South Korea has extended an offer for military and humanitarian talks with North Korea. South Korean President Moon Jae-in ran on a platform of engagement with the North and proposed talks with Pyongyang several times as a candidate and as president.
The talks would be the first high-level dialogue between North and South since 2014 and would attempt to halt “all hostile activities that raise military tension,” according to South Korean Vice Defense Minister Suh Choo-suk. The talks could also reestablish meetings between families separated by the Korean War, a good will gesture organized in previous talks.
The Trump Administration has grown increasingly frustrated with the lack of progress on deterring North Korea’s weapons programs—an issue it views as a national security priority—and has stressed that all diplomatic, economic, and military options are on the table.

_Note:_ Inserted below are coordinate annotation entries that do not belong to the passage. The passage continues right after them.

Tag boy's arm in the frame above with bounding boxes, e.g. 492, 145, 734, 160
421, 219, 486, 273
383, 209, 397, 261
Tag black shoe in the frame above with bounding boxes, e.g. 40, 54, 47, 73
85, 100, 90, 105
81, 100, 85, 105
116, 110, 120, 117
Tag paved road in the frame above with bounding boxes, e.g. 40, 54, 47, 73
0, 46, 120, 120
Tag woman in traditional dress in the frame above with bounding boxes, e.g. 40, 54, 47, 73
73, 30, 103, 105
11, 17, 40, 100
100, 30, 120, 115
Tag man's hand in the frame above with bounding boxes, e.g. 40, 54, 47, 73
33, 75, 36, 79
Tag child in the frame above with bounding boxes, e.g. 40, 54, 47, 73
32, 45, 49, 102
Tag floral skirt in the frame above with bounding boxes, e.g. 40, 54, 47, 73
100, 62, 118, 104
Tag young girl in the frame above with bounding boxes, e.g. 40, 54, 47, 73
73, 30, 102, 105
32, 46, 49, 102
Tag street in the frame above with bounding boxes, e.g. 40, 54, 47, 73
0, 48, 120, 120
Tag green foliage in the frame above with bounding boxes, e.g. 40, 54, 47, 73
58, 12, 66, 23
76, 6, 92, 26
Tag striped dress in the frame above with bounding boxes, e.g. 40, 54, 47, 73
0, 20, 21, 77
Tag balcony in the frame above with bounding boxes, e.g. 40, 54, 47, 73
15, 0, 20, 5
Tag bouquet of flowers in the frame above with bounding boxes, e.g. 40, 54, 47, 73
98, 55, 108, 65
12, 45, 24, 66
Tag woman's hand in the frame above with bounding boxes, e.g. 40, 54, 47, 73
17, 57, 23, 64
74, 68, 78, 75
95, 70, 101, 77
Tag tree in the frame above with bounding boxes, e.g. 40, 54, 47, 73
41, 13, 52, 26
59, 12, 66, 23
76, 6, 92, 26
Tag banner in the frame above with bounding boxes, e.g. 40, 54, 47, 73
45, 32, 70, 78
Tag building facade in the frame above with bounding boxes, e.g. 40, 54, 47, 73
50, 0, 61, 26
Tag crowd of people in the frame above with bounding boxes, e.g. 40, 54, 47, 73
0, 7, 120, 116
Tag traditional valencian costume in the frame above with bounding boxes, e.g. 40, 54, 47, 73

While Trump once quipped he would be open to speaking with North Korean leader Kim Jong-un over a hamburger, he later stressed that this could only occur if the conditions were right. The administration’s stance has since remained unchanged. In a statement to the New York Times, the National Security Council wrote, “The United States remains open to credible talks on the denuclearization of the Korean Peninsula. However, conditions must change before there is any scope for talks to resume.”
Though the administration has not openly opposed Moon’s decision, some experts believe the White House in fact disapproves of dialogue without preconditions. Sung-yoon Lee, a professor of Korean Studies at the Fletcher School, told The Cipher Brief, “There’s been no penalty [against North Korea], even rhetorical condemnation, coming out of President Moon. I would think the Trump Administration officials are keeping tabs on all these developments and are likely to take the view that President Moon is perhaps not the most reliable ally at this point.”
North Korea has only responded to the offer for talks through the state-sponsored newspaper Rodong Shinmun, calling it “riddled with sophistries like sleep talking, which only pose hurdles rather than helping improve North-South relations,” and saying, “The overall content, enumerated under the name of peace, carries confrontational intentions to quash its neighbor while relying on foreign forces.”
Though the North Korean response appears harsh, South Korean officials remain optimistic that dialogue without preconditions is an enticing offer. However, the benefits of previous talks have been short-lived, and if the North does agree, this time might not be any different.
July 27th will mark the 64th anniversary of the Armistice Agreement signed in 1953 to end the Korean War, but there has never been a peace treaty signed by the parties.